- Святослав! Слушай: ефрейтора Свежнева арестовали. Слышишь? Ефрейтора Свежнева арестовали!
   Я медленно перевернулся на топчане с правого бока на спину. Спросил:
   - Почему это ты называешь Колю ефрейтором Свежневым?
   Я не увидел в темноте помещения для отдыхающей смены смущения Нефедова:
   - Не знаю... Слушай! Колю взяли, судить будут. Недаром Чичко ходил с разбитой мордой. Интересно, кто из его же ребят так его разделал? Или разбил себе самому морду, чтобы Колю посадить! Кто бы мог подумать.
   Нефедов уставился на меня:
   - Как ты думаешь, нас с тобой тоже посадят? Свидетельствовать-то будут те трое, все - офицеры, все - члены партии. Да и пальцем-то Коля всё же его задел... Скажи честно, Святослав, чтобы я знал: за что хотят посадить Свежнева?
   Я чувствовал, как бегают в орбитах мои глаза. Нефедов будет свидетелем... Да, Нефедов будет свидетелем на суде. Ответил:
   - Не знаю. Может быть, ни за что.
   Нефедов удивился широким движением крупного тела:
   - Ни за что - не сажают.
   Я старался разглядеть его лицо. Было слишком темно. И я заставил себя подумать, что переубедить Нефедова невозможно, да и невыгодно... да и кому нужно? Я промолчал. Кругом на топчанах спали солдаты. Их разбудить не мог никакой шум, кроме крика: подъем! Есть знания, которые окаменевают в мозгу.
   Нефедов не мог остановиться:
   - Берегись бед, пока их нет. Она пришла. Один Быблев отделался!
   - Как так?
   - Чичко сказал, что его с нами не было, что он остался при тягаче. Почему он так сказал?
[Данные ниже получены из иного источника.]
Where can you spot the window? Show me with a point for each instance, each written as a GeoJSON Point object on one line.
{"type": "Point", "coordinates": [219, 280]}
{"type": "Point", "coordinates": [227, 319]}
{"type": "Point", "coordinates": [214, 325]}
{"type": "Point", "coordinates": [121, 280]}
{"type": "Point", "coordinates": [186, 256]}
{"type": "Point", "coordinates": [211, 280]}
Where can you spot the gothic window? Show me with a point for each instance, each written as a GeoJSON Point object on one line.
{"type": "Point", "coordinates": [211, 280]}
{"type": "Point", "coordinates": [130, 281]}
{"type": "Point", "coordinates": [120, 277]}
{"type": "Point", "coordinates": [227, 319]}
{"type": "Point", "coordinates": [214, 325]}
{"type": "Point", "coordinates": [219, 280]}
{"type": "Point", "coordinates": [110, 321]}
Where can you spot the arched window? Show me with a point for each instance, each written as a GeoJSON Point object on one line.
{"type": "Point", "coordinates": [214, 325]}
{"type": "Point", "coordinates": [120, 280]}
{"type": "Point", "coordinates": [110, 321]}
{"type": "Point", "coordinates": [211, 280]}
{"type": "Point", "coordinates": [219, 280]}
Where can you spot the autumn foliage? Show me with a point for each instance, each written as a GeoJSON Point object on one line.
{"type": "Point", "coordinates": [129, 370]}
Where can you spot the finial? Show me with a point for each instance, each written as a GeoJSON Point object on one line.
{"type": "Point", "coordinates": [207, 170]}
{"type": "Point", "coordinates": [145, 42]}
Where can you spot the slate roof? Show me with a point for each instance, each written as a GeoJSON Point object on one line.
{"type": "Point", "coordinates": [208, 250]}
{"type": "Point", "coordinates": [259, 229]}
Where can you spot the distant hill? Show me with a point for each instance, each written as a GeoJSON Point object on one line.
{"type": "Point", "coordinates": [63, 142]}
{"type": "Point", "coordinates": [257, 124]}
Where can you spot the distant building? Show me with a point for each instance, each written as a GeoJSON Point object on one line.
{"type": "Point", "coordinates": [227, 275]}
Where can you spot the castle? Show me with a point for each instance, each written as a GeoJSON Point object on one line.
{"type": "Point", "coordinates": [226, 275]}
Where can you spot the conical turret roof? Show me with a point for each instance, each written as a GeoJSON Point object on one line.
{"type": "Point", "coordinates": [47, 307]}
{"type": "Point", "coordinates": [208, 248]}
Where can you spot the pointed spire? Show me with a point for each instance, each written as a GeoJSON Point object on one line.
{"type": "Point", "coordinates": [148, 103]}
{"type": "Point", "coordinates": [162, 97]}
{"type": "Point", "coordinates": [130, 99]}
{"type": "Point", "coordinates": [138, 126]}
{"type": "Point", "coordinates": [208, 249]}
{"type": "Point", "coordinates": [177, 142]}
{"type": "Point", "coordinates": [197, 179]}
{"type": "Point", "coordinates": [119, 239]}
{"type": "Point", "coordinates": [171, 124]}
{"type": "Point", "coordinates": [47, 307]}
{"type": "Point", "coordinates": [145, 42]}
   Я чувствовал, как бухнет в глубине моего тела ненависть. Усмехнулся грязно в лицо Нефедову:
   - Почему? А ты, маленький, не понимаешь? Хочешь, чтобы старшие товарищи тебе объяснили? Почему? А потому, что они на Быблева не рассчитывают. Он не соврет, ежели на суде выступит. Они знают, что ему его вера помешает. Знают, что он может произвести впечатление своей искренностью, своей беззлобной убежденностью. На тебя же, голубчик, они рассчитывают.
   Нефедов отчужденным голосом спросил:
   - А на тебя они тоже могут рассчитывать?
   Что я мог ему ответить в этом мире, становящемся, в зависимости от освещения, то правдой, то ложью. Оставалось вслепую схватиться за воспоминание об утраченной чести.
   - Да. Могут.
   Нефедов положил мне руку на плечо:
   - До чего же паршиво. Кольке не выбраться. Мы же - сможем. Он не должен нас винить. Был бы хоть шанс... нет его. Ты согласен?
   - Да.
   Я изумленно почувствовал твердость своего голоса. Нефедов ушел.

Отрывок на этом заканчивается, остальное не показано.